El laberinto de la soledad :: Eucanaã Ferraz

Yuri viu que a Terra é azul e disse a Terra é azul.
Depois disso, ao ver que a folha era verde disse
a folha é verde, via que a água era transparente
e dizia a água é transparente via a chuva que caía
e dizia a chuva está caindo via que a noite surgia
e dizia lá vem a noite, por isso uns amigos diziam
que Yuri era só obviedades enquanto outros
atestavam que tolo se limitava a tautologias
e inimigos juravam que Yuri era um idiota
que se comovia mais que o esperado; chorava
nos museus, teatros, diante da televisão, alguém
varrendo a manhã, cafés vazios no fim da noite,
sacos de carvão; a neve caindo, dizia é branca
a neve e chorava; se estava triste, se alegre,
essa mágoa; mas ria se via um besouro dizia
um besouro e ria; vizinhos e cunhados decretaram:
o homem estava doido; mas sua mulher assegurava
que ele apenas voltara sentimental.
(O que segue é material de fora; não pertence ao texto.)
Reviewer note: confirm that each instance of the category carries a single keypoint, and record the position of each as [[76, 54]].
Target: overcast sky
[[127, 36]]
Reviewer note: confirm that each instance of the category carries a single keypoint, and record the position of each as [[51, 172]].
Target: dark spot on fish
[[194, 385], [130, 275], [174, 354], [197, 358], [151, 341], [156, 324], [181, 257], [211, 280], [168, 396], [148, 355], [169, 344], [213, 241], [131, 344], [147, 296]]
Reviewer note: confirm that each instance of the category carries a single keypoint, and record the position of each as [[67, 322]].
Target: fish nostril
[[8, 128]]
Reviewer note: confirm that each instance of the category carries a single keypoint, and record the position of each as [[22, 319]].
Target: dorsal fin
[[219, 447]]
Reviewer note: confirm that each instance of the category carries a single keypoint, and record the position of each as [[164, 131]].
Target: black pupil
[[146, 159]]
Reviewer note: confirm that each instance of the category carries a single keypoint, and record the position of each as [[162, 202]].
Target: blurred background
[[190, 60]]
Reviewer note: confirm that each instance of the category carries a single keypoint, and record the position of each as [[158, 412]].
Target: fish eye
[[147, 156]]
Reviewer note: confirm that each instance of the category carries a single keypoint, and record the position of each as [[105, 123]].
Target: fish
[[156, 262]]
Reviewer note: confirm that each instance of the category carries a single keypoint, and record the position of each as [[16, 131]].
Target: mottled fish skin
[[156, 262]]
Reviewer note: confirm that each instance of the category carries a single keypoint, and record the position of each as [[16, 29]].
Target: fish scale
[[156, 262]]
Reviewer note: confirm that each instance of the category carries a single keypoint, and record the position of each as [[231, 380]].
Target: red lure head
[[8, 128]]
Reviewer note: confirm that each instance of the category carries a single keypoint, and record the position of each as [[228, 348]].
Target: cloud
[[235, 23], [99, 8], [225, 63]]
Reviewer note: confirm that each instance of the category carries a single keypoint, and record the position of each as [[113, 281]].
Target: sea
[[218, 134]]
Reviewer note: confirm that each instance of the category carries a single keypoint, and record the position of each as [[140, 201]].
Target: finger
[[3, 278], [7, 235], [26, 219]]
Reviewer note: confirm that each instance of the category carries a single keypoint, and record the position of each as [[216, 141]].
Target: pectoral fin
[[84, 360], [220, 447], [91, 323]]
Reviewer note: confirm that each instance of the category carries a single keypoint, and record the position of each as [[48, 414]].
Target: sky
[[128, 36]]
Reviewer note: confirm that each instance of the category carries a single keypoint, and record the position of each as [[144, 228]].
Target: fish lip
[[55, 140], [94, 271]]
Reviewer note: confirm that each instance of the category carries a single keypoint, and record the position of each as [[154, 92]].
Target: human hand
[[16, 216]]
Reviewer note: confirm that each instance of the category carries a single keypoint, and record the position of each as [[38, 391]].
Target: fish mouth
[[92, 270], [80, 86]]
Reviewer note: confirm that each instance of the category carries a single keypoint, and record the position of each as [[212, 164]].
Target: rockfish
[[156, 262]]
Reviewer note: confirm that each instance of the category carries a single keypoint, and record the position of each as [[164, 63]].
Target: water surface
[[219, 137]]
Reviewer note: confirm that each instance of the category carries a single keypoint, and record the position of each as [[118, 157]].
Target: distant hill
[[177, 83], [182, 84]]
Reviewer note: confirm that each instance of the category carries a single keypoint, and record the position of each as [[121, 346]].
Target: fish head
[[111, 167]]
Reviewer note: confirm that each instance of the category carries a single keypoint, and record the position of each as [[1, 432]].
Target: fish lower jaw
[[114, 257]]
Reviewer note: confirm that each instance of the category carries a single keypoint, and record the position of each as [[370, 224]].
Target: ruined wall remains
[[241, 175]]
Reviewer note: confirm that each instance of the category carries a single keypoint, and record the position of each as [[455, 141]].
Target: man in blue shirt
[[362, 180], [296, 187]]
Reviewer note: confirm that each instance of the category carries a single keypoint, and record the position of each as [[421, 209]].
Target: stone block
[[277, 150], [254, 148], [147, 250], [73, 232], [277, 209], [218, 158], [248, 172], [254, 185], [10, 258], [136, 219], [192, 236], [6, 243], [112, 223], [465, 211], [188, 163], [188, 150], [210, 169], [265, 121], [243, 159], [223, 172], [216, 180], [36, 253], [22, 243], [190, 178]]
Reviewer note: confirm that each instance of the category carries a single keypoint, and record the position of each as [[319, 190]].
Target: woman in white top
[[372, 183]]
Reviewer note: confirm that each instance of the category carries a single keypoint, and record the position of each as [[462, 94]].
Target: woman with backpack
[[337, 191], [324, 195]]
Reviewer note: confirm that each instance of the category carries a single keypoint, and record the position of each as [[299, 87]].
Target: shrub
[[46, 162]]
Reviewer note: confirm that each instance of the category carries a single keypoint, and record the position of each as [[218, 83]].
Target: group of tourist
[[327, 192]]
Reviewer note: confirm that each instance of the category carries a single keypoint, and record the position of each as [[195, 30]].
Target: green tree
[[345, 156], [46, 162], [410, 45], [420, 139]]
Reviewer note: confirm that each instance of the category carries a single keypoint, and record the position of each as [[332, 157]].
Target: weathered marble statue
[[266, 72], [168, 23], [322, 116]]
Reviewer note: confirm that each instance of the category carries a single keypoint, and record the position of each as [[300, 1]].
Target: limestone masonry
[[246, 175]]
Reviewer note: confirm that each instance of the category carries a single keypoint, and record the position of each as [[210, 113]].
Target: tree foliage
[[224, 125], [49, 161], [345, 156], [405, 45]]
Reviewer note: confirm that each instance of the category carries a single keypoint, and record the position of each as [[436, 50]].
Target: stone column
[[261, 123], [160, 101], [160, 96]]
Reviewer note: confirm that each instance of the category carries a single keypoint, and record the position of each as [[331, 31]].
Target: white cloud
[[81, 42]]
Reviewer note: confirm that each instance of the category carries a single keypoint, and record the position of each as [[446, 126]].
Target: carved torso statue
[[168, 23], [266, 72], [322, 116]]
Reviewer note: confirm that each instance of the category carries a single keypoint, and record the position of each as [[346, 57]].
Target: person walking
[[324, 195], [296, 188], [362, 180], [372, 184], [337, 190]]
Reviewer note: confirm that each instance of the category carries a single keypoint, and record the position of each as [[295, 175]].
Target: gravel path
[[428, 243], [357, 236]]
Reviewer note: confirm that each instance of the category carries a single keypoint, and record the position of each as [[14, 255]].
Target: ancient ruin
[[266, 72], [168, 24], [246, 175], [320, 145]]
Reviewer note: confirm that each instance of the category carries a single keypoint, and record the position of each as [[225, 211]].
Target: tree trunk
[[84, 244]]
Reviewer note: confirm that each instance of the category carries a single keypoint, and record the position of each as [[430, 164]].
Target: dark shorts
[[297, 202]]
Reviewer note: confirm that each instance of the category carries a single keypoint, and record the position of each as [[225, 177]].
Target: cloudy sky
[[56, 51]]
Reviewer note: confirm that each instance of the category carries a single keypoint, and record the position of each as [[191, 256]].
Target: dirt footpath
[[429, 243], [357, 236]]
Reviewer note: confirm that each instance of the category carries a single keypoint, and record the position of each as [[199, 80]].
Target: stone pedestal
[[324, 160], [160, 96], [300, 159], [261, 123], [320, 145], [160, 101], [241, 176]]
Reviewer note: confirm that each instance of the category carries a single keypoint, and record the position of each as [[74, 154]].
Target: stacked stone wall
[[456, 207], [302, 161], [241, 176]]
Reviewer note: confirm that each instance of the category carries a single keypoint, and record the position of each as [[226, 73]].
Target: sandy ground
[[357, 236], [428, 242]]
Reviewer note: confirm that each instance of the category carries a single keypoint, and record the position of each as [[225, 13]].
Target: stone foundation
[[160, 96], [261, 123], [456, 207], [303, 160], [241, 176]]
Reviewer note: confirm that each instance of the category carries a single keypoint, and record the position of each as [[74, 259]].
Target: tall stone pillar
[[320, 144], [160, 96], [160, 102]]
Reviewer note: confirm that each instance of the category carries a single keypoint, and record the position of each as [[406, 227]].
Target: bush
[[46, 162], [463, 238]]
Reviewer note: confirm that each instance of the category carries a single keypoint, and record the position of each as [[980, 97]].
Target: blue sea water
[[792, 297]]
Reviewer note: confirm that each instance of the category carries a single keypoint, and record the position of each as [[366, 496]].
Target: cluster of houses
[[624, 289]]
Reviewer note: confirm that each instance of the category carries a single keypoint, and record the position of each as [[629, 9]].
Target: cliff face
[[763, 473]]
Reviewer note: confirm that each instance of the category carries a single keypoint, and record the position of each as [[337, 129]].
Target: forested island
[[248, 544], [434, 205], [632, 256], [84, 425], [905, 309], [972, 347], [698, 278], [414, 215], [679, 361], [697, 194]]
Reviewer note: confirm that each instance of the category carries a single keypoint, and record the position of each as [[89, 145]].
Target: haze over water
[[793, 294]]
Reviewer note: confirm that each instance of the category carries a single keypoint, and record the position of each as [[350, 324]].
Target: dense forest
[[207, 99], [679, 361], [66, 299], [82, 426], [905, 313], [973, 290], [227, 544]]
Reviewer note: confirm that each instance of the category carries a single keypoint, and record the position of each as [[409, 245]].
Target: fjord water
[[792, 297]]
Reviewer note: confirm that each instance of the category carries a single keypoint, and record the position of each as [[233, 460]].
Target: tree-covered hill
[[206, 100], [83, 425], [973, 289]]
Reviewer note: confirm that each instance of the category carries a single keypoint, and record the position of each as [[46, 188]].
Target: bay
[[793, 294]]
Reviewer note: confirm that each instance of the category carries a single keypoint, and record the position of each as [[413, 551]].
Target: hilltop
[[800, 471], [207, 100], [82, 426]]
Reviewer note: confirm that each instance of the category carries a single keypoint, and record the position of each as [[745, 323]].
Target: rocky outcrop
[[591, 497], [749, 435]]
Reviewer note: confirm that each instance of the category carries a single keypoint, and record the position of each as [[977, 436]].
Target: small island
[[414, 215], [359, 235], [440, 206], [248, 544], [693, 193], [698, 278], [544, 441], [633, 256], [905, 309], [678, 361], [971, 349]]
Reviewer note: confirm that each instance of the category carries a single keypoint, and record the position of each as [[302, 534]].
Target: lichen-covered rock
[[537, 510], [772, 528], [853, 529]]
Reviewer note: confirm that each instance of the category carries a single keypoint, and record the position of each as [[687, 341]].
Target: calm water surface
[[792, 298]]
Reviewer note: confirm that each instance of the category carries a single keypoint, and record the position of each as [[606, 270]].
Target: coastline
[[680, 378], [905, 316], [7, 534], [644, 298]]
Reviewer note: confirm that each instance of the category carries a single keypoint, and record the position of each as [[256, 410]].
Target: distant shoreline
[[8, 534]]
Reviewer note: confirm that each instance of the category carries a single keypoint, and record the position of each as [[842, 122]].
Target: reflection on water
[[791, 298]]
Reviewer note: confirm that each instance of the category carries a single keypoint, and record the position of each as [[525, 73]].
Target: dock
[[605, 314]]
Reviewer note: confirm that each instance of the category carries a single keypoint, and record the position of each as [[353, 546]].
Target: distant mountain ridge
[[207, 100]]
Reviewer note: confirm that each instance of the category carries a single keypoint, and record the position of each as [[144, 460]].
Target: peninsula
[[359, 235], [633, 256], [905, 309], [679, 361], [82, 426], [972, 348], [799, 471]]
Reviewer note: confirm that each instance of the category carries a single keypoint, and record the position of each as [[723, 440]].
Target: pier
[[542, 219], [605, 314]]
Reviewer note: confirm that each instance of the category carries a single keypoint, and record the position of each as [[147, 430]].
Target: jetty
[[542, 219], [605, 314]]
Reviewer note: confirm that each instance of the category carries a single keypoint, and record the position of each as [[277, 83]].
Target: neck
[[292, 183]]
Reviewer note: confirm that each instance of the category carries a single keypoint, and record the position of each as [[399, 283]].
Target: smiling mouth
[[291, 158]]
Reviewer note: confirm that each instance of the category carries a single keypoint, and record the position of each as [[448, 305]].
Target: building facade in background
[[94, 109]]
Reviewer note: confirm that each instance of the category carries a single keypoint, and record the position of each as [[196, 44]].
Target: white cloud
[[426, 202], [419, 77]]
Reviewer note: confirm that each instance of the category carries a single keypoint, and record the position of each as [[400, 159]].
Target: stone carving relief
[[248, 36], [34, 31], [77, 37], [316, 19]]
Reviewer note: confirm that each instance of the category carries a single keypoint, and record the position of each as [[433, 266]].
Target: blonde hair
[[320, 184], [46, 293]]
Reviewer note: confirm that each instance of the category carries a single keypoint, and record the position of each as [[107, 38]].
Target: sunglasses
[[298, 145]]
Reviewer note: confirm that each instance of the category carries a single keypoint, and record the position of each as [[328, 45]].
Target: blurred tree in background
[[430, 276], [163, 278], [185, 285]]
O astronauta
lacrimoso sentia o peito tangido de amor total
ao ver as filhas brincando de passar anel
e de melancolia ao deparar com antigas fotos
de Klushino, não aquela dos livros, estufada
de pendões e medalhas, mas sua aldeia menina,
dos carpinteiros, das luas e lobisomens,
de seu tio Pavel, de sua mãe, do trem,
de seus primos, coisas assim, luvas velhas,
furadas, que servem somente para chorar.
Era constrangedor o modo como os olhos
de Yuri pareciam transpassarar parede,
nas reuniões de trabalho, nas solenidades,
nas discussões das metas para o próximo ano
e no instante seguinte podiam se encher de água
e os dentes ficavam quase azuis de um sorriso
inexplicável; um velho general, ironicamente
ou não, afirmara em relatório oficial que Yuri
Gagarin vinha sofrendo de uma ternura
devastadora; sabe se lá o que isso significava,
mas parecia que era exatamante isso, porque
o herói não voltou místico ou religioso, ficou
doce, e podia dizer eu amo você com a facilidade
de um pequeno-burguês, conforme sentença
do Partido a portas fechadas. Certo dia, contam,
caiu aos pés de Octavio Paz; descuidado tropeçara
de paixão pelas telas cubistas degeneradas de Picasso.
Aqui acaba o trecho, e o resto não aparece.